Notre Président bien aimé et son bluff maladif ont soutenu la politique de sévérité prônée par l’Allemagne pour faire croire à notre bonne gestion en truquant d’une manière ou d’une autre le bilan de l’état établi selon les normes U.E. Ne l’a-t-il pas fait, notamment, avec le « Grand Emprunt » de 35 milliards en 2010 prévu pour la recherche bouchant ainsi pour près de 2% de PIB de trou, tandis que notre dette globale (norme UE) dépasse déjà 60% du PIB ?
 
Le retrait risque donc du fait de notre lamentable situation économique de coûter beaucoup d’argent. A moins qu’il n’achève l’état en le mettant en faillite du fait de la perte de confiance des marchés financiers. Souvenons-nous qu’aujourd’hui plus de 70 % des Obligations assimilables (OAT) et de Bons du Trésor (BTAN et BTF) sont détenus par des non-résidents. Si ceux-ci voient leur placement en danger, ils en exigeront le rachat. Vous prévoyez la conséquence d’une telle décision. je ne m’y étends pas.
 
Voilà, succinctement, pour le volet européen du retrait, mais avant même de considérer celui-ci, il est un autre volet qui doit être réglé : la mise à jour de la Constitution, dont le titre 15 consacré à l’U.E doit être abrogé pour faire acte de retrait.

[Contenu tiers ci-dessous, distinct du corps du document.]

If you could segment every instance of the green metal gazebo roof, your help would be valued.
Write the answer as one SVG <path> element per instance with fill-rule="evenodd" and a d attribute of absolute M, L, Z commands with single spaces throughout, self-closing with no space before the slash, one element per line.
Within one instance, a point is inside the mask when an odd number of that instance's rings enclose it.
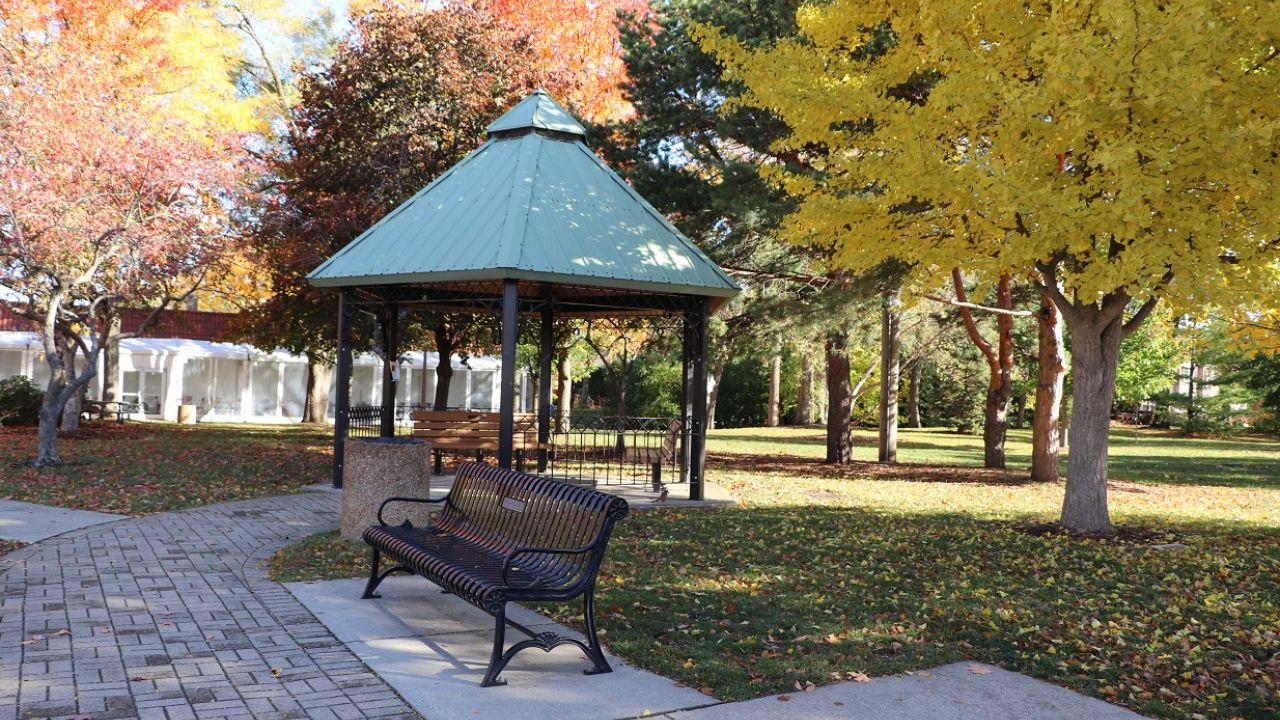
<path fill-rule="evenodd" d="M 311 284 L 515 279 L 716 299 L 738 293 L 587 148 L 583 127 L 545 92 L 488 130 L 484 144 L 313 270 Z"/>

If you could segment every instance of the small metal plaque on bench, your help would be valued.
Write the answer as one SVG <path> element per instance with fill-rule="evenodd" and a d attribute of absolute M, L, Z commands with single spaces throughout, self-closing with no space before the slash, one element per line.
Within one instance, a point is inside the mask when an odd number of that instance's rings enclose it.
<path fill-rule="evenodd" d="M 525 507 L 525 505 L 528 505 L 528 503 L 526 503 L 526 502 L 525 502 L 525 501 L 523 501 L 523 500 L 517 500 L 517 499 L 515 499 L 515 498 L 513 498 L 513 497 L 504 497 L 504 498 L 502 498 L 502 509 L 503 509 L 503 510 L 510 510 L 510 511 L 512 511 L 512 512 L 522 513 L 522 512 L 524 512 L 524 507 Z"/>

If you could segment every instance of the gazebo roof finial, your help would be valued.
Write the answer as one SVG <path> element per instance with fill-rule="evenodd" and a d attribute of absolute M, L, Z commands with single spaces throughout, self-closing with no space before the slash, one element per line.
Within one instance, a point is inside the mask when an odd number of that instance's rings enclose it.
<path fill-rule="evenodd" d="M 503 113 L 485 129 L 490 135 L 517 130 L 550 130 L 579 137 L 586 137 L 587 134 L 587 129 L 542 88 L 516 103 L 515 107 Z"/>

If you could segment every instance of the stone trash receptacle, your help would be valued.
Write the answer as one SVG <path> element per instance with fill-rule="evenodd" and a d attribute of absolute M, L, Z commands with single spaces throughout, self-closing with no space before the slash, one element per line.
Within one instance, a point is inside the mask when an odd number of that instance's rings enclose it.
<path fill-rule="evenodd" d="M 179 405 L 178 406 L 178 424 L 179 425 L 195 425 L 196 424 L 196 406 L 195 405 Z"/>
<path fill-rule="evenodd" d="M 359 540 L 378 524 L 383 500 L 427 497 L 431 490 L 431 443 L 412 438 L 348 438 L 342 467 L 342 537 Z M 438 506 L 396 503 L 383 519 L 399 525 L 406 519 L 417 527 L 430 523 Z"/>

Ceci nécessite une révision constitutionnelle autant dire un référendum ou un Congrès pour décider de l’opportunité de sortir ou non de l’Union européenne. Sans cette modification constitutionnelle aucune notification d’intention ne saurait être légitime et prise en considération par l’Union Européenne.
 
En supplément, si un miracle se produit et que la France parvient, très rapidement, à retrouver sa souveraineté pleine et entière : il restera à modifier certains codes parmi lesquels ceux de l’entrée et du séjour des étrangers et du droit d’asile, l’électoral, celui de procédure pénale, du travail et de la Sécurité Sociale. Ces modifications peuvent faire l’objet d’une seule et même grande loi en fonction des accords avec l’Union Européenne. Il suffira d’appliquer les différents articles au code respectif auquel ils se rapportent.
 
Vous le comprenez ceux qui prônent aujourd’hui, à corps et à cris la sortie de l’Union européenne, voire de la monnaie européenne tel Monsieur Dupont Aignan, habitué de ce forum, choisissent très mal leur moment. Dans la conjoncture une telle décision précipiterait la catastrophe qui nous pend au nez du fait de la politique suicidaire et dispendieuse de M Sarkozy. 
 
Si le peuple souhaite franchir ce pas pour retrouver sa souveraineté, il lui faut attendre un moment plus propice et dans l’intervalle mieux choisir ses élus. Je ne pense pas ici, uniquement, à l’élection présidentielle, où le peuple doit élir un homme digne de confiance et indépendant des partis, sa mission n’étant pas de conduire la politique ou de réformer l’état. Non ! Je songe aux députés dont l’immense majorité issue des prétendus grands partis rassemble des personnes corrompues par le pouvoir qui ne remplissent pas leur mission et vivent aux crochets de la nation en profitant et magouillant tous azimuts. Le peuple doit choisir des représentants dignes et intègres quelle que soit leur activité professionnelle.
 
Afin de corriger les erreurs électorales, il semble nécessaire de réduire à 3 ans la durée de la législature. Il paraît aussi capital de déterminer, par le suffrage universel, les justes rémunérations et frais d’une telle mission législative. Il est aberrant que les Parlementaires et le Gouvernement décident eux-mêmes de leurs gages. Celui qui entre en fonction dans une entreprise définit son salaire en accord avec son patron, de la même manière le mandataire s’accorde sur ses émoluments avec son mandant, il n’en décide pas seul. Pourquoi en serait-il différemment des représentants du peuple ? 
 
Quant au traité de Lisbonne il suffirait peut-être de le renégocier pour faire de cette Union celle des peuples et non des chefs et des banques. Après tout n’est-ce pas parce que les banques francaises représentaient le plus gros créancier de la Grèce que dame Lagarde des finances à tout soudain fait découvrir la solidarité européenne à Sarlkozy !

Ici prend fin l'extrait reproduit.